C'était en 2000 - 2001, un trader avait acheté l'action Vivendi alors que le titre était à son zénith, porté par la bulle internet. Hélas, pour lui, la bulle commençait à fuir et Mr Messier a avoir des ennuis.
Vivendi a perdu 90% de sa valeur entre 2000 et fin 2002.
Mon petit malin, persuadé d'avoir raison contre le marché a profité d'un creux pour en acheter encore. Mais le titre glissait toujours, super malin en a donc acheté encore etc...
Ca s'appelle une compensation à l'achat. Coût de l'opération pour super malin 100 K€. Authentique.
Car super malin a vendu au pire des moments. Et le pire des moments c'est quand on se dit qu'il vaut mieux prendre sa perte plutôt que s'entêter.
Son action n'a pas été technique donc rationnelle, elle a été émotionnelle.
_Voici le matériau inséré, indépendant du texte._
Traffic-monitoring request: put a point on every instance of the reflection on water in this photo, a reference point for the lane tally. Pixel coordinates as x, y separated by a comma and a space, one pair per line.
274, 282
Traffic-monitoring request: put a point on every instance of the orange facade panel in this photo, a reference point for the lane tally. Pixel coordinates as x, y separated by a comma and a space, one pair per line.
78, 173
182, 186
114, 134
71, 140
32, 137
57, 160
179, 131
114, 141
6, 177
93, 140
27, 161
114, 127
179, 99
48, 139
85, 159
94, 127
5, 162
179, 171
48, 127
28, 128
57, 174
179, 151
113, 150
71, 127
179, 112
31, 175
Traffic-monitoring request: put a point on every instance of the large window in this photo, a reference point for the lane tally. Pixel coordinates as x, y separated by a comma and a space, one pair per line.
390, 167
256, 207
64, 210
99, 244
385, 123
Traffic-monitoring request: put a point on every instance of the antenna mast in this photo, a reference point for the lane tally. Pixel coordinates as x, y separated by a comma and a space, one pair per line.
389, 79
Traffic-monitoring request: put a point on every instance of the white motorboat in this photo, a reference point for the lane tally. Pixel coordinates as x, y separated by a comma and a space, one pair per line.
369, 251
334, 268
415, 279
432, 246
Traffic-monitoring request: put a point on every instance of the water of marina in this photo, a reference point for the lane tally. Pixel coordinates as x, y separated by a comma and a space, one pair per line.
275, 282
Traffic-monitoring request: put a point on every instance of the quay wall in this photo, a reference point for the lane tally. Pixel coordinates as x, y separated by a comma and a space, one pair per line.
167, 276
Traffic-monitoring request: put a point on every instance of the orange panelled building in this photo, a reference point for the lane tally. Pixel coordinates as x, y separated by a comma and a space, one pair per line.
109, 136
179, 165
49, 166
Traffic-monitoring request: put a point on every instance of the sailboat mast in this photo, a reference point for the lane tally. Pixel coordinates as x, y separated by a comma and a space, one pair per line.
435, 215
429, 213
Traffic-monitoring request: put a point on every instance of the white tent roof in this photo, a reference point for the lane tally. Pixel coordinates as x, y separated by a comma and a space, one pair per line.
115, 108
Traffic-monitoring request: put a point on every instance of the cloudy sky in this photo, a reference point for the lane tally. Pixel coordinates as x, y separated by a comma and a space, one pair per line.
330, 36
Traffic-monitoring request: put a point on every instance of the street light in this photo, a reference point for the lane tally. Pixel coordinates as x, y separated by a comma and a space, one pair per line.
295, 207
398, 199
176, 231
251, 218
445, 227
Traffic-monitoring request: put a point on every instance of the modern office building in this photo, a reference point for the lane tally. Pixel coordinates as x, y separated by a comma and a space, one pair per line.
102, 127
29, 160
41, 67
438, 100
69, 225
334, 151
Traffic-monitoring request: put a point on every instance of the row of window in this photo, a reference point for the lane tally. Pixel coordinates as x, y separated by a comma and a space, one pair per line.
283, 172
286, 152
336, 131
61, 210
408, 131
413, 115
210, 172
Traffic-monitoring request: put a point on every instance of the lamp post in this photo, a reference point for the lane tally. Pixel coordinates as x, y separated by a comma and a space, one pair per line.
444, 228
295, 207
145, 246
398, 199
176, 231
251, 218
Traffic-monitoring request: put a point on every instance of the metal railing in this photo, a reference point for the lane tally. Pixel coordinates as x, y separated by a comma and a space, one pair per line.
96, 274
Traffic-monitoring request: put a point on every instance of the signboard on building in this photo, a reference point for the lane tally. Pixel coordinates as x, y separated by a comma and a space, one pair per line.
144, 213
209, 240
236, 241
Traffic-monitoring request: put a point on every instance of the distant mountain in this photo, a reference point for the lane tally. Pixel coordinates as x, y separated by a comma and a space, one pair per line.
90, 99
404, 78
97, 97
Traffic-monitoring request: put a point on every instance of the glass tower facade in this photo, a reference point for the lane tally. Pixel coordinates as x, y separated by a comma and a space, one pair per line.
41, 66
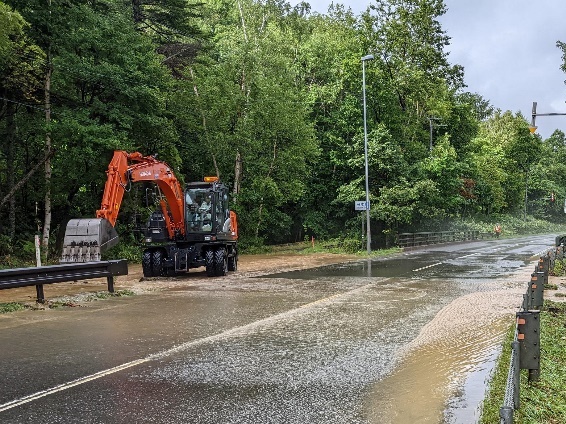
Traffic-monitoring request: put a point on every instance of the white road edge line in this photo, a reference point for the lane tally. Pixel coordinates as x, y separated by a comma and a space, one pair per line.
427, 267
233, 331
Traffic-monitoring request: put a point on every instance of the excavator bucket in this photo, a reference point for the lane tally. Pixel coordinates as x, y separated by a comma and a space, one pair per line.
86, 238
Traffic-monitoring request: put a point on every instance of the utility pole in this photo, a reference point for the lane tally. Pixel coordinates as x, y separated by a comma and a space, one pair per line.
368, 234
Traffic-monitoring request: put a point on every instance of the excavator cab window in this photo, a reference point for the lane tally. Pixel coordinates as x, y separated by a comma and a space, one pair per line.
200, 207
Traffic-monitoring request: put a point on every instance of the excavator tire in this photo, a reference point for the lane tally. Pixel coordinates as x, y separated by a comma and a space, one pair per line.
209, 262
146, 264
233, 262
157, 263
220, 262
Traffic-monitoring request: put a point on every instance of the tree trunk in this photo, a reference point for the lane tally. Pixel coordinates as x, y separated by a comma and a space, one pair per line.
47, 216
271, 167
237, 174
10, 140
137, 11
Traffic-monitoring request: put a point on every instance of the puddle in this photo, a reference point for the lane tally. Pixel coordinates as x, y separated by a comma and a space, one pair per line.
441, 381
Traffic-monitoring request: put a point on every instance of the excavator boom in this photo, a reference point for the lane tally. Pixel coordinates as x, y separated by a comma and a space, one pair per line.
86, 238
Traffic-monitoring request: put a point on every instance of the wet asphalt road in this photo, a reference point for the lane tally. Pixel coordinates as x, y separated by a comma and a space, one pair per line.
300, 347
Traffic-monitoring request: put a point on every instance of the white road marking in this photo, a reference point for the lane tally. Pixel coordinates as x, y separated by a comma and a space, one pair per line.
427, 267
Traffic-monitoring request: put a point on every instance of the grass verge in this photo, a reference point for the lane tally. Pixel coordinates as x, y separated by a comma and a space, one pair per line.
11, 307
542, 401
66, 301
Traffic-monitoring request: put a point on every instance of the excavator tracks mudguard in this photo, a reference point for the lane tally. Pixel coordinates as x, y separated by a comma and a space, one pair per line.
86, 239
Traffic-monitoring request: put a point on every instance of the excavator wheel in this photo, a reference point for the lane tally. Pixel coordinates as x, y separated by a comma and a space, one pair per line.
209, 262
146, 264
157, 263
233, 262
220, 262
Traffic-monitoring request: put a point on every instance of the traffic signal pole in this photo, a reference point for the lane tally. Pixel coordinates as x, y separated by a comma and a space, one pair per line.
533, 127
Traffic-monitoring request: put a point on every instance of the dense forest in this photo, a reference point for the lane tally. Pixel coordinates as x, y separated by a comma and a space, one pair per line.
268, 97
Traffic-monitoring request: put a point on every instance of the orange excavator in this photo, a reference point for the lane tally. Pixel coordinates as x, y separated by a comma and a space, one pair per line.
192, 227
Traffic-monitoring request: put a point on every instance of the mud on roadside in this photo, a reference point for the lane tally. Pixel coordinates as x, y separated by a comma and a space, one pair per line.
78, 292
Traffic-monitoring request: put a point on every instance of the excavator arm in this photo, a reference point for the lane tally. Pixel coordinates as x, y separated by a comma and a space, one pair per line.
86, 239
142, 168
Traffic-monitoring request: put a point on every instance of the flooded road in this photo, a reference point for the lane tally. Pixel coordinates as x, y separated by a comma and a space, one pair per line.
406, 339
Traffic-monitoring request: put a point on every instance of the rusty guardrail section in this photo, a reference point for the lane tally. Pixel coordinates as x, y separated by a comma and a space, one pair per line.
38, 276
427, 238
525, 347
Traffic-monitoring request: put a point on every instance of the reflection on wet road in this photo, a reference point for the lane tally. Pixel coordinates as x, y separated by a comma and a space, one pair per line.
355, 343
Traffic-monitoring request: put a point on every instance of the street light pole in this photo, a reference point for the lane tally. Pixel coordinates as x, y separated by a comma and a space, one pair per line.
368, 231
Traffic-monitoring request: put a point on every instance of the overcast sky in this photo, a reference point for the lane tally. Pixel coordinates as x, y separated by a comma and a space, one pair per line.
508, 50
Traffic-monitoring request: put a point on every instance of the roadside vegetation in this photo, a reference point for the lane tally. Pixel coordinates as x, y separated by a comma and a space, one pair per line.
542, 401
66, 301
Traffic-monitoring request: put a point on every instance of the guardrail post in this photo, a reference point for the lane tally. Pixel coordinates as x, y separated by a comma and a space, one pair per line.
40, 294
110, 280
516, 352
528, 335
526, 301
506, 414
536, 290
543, 263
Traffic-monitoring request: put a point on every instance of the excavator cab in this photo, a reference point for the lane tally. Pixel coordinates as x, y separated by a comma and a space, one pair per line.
207, 209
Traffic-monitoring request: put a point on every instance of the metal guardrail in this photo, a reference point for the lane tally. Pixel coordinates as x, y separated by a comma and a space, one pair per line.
428, 238
525, 347
38, 276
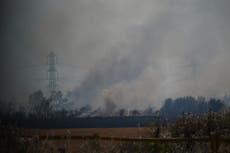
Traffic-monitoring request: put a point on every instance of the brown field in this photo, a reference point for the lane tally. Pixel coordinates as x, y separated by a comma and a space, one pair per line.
103, 132
74, 145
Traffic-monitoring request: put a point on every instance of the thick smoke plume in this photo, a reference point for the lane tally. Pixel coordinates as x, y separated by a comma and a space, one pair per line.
135, 53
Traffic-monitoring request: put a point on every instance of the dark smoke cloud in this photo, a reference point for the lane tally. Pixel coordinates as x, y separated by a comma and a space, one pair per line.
135, 52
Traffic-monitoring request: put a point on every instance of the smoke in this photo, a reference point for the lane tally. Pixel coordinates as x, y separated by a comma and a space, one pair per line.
134, 53
178, 52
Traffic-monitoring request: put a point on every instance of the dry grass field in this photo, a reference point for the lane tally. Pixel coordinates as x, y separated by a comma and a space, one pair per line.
75, 145
104, 132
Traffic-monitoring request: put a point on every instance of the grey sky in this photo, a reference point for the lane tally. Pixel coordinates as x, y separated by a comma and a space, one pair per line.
135, 52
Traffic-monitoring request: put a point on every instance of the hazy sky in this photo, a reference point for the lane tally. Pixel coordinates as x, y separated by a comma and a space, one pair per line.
135, 52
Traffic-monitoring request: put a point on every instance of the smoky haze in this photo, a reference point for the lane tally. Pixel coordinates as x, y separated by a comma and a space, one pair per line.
134, 53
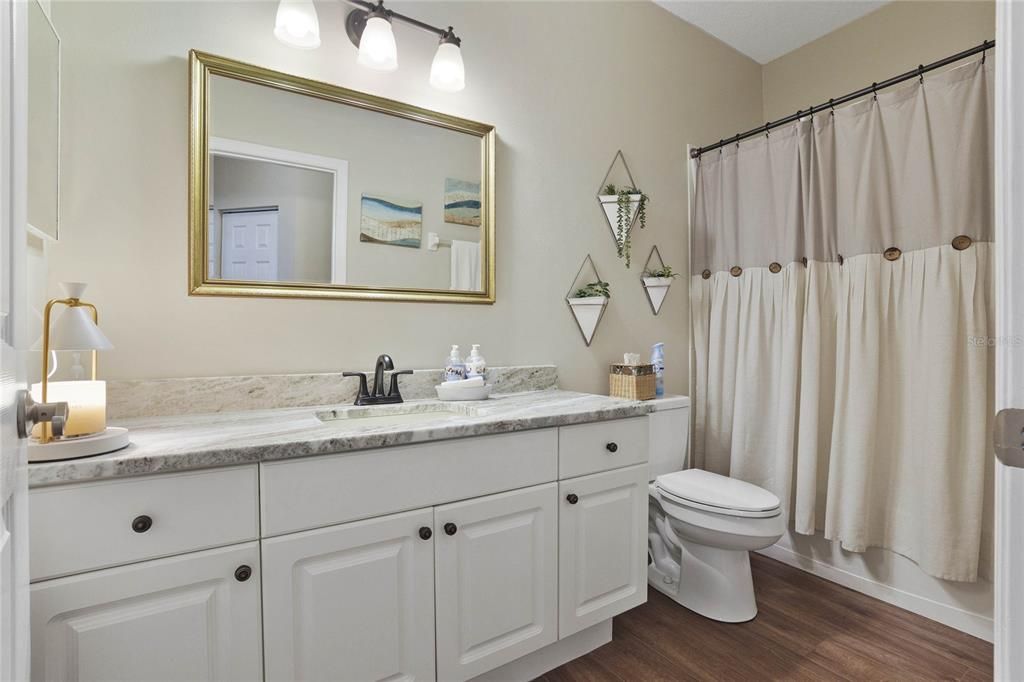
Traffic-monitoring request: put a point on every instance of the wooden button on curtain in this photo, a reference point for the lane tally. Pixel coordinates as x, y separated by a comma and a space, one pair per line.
962, 242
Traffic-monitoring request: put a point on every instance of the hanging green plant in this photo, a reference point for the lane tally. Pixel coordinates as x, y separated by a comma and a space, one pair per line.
626, 199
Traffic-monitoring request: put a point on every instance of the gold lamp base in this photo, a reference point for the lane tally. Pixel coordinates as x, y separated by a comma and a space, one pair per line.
110, 440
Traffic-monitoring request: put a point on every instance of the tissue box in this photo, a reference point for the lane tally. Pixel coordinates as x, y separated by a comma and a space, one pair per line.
636, 382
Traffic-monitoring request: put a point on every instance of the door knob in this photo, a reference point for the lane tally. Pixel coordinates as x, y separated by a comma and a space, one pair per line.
141, 523
31, 413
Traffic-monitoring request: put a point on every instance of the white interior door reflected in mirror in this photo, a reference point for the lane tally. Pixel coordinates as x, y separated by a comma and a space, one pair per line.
372, 198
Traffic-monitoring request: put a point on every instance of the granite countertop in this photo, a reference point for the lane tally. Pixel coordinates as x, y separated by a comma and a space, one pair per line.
199, 441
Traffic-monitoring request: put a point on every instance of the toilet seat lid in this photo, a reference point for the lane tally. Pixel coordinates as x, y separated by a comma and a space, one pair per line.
713, 489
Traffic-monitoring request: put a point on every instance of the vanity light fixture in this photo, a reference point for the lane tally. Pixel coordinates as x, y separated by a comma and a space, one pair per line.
377, 47
297, 25
369, 27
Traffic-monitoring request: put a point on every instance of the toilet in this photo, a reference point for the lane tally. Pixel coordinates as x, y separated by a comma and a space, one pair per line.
701, 525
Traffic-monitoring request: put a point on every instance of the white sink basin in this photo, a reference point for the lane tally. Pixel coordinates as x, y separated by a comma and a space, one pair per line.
388, 415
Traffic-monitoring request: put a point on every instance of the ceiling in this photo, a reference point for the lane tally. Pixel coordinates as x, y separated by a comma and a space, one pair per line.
764, 30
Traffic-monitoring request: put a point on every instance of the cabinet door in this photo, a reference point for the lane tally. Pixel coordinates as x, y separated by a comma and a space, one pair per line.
497, 580
351, 602
194, 616
602, 552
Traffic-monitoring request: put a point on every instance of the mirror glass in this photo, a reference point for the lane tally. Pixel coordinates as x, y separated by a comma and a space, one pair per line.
44, 121
307, 190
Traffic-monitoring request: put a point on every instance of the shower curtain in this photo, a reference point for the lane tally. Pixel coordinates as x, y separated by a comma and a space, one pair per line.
842, 310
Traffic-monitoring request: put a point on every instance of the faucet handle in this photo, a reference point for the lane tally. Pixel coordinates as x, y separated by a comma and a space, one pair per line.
364, 392
393, 388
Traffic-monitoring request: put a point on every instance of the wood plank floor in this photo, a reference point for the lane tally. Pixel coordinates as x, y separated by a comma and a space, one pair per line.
806, 629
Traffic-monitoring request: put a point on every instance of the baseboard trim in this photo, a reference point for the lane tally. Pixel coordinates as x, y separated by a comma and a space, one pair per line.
972, 624
551, 656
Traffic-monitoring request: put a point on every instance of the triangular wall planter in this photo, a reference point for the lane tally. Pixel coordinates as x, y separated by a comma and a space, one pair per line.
588, 310
655, 288
609, 203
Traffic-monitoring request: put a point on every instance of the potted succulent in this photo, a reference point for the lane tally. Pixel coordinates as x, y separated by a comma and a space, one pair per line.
624, 206
656, 282
588, 305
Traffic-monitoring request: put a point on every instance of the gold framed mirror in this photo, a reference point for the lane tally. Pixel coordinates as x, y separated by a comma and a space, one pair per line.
304, 189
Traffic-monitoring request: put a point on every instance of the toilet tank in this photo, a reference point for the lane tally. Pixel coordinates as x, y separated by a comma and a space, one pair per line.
670, 427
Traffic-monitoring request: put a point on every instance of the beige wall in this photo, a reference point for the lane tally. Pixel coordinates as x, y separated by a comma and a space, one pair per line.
889, 41
564, 84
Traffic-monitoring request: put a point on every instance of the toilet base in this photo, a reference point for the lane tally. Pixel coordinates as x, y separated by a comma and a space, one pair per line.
715, 583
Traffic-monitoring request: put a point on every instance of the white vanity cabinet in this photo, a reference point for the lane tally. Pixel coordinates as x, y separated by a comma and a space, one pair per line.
443, 560
602, 547
351, 602
189, 617
497, 564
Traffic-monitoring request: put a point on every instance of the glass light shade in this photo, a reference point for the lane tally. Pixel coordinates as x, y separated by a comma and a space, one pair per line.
297, 25
448, 72
86, 406
74, 330
377, 48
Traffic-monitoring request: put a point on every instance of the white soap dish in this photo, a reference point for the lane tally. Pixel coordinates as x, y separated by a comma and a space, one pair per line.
453, 391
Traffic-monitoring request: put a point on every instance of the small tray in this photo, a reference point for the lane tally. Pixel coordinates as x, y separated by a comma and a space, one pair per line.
454, 391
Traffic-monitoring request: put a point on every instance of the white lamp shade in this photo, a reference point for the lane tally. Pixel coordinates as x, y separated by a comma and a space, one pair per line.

Après avoir accumuler les déceptions il a fini par se résigner.
J'y crois, j'y crois, encore, j'y crois toujours, je m'inquiète, je suis déstabilisé, j'ai peur et il faut que ça cesse quel qu'en soit le prix.
Ce que tu proposes est de cet acabit parce que tu appuie cette stratégie sur une certitude : je finirai par avoir raison contre le marché.
On a déjà évoqué ça dans d'autres files et sur le
forex ça peut fonctionner sauf si.... c'est le risque du grain de sable qui bloquera la machine.
En ce moment :
- on parle d'un gouvernement économique de l'Europe (révision soft du traité de Lisbonne); objectif stabiliser l'euro ( dévaluation masquée)
- on parle de réformer le FMI
- on parle de contraindre la Chine à une politique monétaire plus coopérative
- on parle d'en finir avec l'endettement des états (Belgique dette = 100% de son PIB)
Qui pourrait croire que les décisions politiques n'auront pas d'impact sur les taux de change ?
La stratégie doit aller dans le sens du vent, la tendance reste la meilleure alliée qui soit.